Wednesday, October 22, 2025
Wednesday, October 22, 2025

Crude oil market pricing for major hit

By Clyde Russell

LAUNCESTON, Australia- The crude oil market is increasingly pricing for a major hit to demand from the coronavirus epidemic in China, but there are still factors suggesting the worst case scenario may be avoided.

To see that, it is important to distinguish between China’s crude oil consumption and its level of imports.

It’s entirely possible China’s crude oil and refined product consumption will be hit hard by the economic slowdown likely to result from the spread of the Wuhan coronavirus.

Most market analysts expect a drop in consumption of anywhere between 250,000 barrels per day (bpd) and 500,000 bpd, with jet kerosene likely to be the fuel product most affected as airlines cut back on schedules to and from China.

A scarier figure of 3 million bpd of lost demand was cited on Monday by Bloomberg News, which said the coronavirus that has now killed more than 400 people, has squeezed China’s economy to the point that 20 percent of daily crude oil demand has evaporated.

But even if Chinese fuel consumption does fall sharply, it doesn’t necessarily translate into an equal decline in the level of crude oil imports.

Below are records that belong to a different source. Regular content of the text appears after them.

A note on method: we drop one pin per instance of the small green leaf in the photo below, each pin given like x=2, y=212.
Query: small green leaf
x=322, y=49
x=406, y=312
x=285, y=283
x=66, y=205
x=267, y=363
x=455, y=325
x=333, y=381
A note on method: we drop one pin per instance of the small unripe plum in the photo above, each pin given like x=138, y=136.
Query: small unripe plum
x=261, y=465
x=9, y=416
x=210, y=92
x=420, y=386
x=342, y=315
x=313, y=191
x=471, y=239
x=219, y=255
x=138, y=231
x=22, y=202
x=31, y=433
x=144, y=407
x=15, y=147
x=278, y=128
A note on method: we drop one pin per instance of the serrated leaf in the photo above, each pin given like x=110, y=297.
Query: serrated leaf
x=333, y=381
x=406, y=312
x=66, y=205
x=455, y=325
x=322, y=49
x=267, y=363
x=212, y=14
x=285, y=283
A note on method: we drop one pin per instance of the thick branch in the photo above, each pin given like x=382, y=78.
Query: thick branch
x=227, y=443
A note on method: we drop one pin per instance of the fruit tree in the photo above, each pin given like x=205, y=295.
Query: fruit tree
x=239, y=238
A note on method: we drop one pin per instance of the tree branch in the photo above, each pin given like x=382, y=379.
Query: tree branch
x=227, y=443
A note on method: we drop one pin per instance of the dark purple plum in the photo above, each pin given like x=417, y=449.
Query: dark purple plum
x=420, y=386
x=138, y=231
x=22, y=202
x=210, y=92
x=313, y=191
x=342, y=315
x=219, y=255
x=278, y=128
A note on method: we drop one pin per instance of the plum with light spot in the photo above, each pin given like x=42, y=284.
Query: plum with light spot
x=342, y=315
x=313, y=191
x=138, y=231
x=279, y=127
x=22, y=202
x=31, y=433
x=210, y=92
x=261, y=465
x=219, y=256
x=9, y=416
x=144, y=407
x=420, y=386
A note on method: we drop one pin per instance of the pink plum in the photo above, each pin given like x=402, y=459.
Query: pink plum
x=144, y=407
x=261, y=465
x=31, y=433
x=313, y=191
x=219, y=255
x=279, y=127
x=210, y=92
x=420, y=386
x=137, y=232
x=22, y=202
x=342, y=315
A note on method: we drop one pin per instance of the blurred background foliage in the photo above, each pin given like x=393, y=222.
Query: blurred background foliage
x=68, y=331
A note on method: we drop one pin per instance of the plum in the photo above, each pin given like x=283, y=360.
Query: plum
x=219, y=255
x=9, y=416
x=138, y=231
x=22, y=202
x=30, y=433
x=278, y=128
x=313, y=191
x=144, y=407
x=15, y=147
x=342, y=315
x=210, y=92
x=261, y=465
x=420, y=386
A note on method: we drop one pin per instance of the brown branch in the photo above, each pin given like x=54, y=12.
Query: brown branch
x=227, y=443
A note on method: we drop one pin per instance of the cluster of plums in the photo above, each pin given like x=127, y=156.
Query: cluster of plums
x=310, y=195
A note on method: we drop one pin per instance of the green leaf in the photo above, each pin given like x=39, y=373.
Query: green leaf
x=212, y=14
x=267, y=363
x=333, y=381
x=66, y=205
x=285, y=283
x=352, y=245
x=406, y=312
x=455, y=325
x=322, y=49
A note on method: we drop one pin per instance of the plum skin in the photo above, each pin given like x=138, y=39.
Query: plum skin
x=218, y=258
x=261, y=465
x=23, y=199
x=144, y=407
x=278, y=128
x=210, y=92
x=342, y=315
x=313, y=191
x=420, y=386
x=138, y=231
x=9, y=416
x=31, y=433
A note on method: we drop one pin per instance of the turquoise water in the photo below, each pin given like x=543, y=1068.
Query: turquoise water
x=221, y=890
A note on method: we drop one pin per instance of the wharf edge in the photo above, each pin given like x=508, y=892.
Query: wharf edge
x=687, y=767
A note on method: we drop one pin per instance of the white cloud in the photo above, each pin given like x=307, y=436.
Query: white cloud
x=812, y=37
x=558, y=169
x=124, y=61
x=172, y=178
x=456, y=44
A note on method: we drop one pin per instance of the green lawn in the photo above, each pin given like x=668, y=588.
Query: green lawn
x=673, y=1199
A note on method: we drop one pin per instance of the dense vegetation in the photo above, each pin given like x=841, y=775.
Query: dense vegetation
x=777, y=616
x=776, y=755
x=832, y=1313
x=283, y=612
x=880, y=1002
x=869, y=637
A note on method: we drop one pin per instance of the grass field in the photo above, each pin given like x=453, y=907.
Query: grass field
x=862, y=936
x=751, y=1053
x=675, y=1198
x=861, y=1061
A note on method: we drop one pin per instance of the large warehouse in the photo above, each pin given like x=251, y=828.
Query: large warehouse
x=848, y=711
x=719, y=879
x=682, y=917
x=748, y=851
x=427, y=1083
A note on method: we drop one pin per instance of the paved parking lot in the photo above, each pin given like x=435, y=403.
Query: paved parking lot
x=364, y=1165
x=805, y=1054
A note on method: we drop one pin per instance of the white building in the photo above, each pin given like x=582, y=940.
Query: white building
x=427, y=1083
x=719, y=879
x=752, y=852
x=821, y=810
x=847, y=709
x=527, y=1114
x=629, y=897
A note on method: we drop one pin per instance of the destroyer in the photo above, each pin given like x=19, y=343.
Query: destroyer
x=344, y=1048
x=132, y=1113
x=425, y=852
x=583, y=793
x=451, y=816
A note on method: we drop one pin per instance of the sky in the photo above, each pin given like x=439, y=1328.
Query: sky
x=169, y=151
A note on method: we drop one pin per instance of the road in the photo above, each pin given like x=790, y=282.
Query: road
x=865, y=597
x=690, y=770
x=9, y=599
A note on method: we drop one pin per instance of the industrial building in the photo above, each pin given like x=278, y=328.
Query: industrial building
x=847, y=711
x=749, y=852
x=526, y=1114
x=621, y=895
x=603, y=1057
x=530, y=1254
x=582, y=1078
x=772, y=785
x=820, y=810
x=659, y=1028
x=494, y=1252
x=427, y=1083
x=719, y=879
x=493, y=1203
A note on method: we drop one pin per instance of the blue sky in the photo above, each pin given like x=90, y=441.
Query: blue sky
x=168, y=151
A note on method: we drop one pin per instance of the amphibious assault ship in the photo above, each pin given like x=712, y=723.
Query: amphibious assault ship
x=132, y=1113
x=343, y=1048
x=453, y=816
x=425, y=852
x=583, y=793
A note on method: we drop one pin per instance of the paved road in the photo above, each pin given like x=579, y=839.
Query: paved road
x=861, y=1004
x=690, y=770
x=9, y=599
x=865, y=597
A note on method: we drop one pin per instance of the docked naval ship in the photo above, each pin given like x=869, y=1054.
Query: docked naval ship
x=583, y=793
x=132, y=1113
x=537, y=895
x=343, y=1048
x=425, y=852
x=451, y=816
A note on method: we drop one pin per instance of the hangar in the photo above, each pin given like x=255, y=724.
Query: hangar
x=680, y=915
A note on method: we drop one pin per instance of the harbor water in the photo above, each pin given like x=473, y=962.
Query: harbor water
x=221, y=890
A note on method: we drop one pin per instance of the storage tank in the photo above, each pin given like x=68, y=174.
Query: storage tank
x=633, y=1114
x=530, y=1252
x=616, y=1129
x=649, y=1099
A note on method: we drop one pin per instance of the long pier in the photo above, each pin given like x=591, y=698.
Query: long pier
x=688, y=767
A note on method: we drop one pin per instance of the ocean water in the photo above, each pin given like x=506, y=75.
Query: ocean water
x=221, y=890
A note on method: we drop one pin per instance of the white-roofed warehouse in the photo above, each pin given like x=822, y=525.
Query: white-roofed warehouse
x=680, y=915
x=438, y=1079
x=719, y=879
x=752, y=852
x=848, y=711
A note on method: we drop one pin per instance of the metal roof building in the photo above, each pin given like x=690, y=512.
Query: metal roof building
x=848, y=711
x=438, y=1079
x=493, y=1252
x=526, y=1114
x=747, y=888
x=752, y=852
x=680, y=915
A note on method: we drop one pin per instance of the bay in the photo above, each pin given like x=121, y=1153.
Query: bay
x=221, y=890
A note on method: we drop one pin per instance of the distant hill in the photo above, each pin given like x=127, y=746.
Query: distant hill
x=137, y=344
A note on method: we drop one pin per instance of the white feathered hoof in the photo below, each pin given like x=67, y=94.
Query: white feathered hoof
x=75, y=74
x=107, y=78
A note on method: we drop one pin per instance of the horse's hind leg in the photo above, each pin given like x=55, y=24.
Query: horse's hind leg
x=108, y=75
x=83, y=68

China is still building commercial and strategic stockpiles and it may choose to add to these storages at a faster pace, rather than cut back substantially on imports.

A better way to look to look at China’s crude oil demand is to add together domestic consumption, inventory flows and the export of refined products.

There is a fair degree of certainty that domestic consumption will be lower, but still considerable uncertainty as to how much the decline will be.

There are reports of Chinese crude traders seeking to defer March-loading cargoes, and major refiner Sinopec 600028.SS as well as smaller processors, are planning to cut throughout. Reuters reported on Monday that Sinopec will trim 600,000 bpd of its processing, about 12 percent of its capacity, this month.

Exports of refined products may offer Chinese refiners a way of getting rid of excess production, but it should be kept in mind they can only ship out what their quotas will allow.

What this means is there is a cap on exports of refined products, unless the authorities decide to issue more quotas.

Another uncertainty is whether China will take the opportunity of weaker domestic consumption to build its strategic petroleum reserve (SPR) faster and at a lower price.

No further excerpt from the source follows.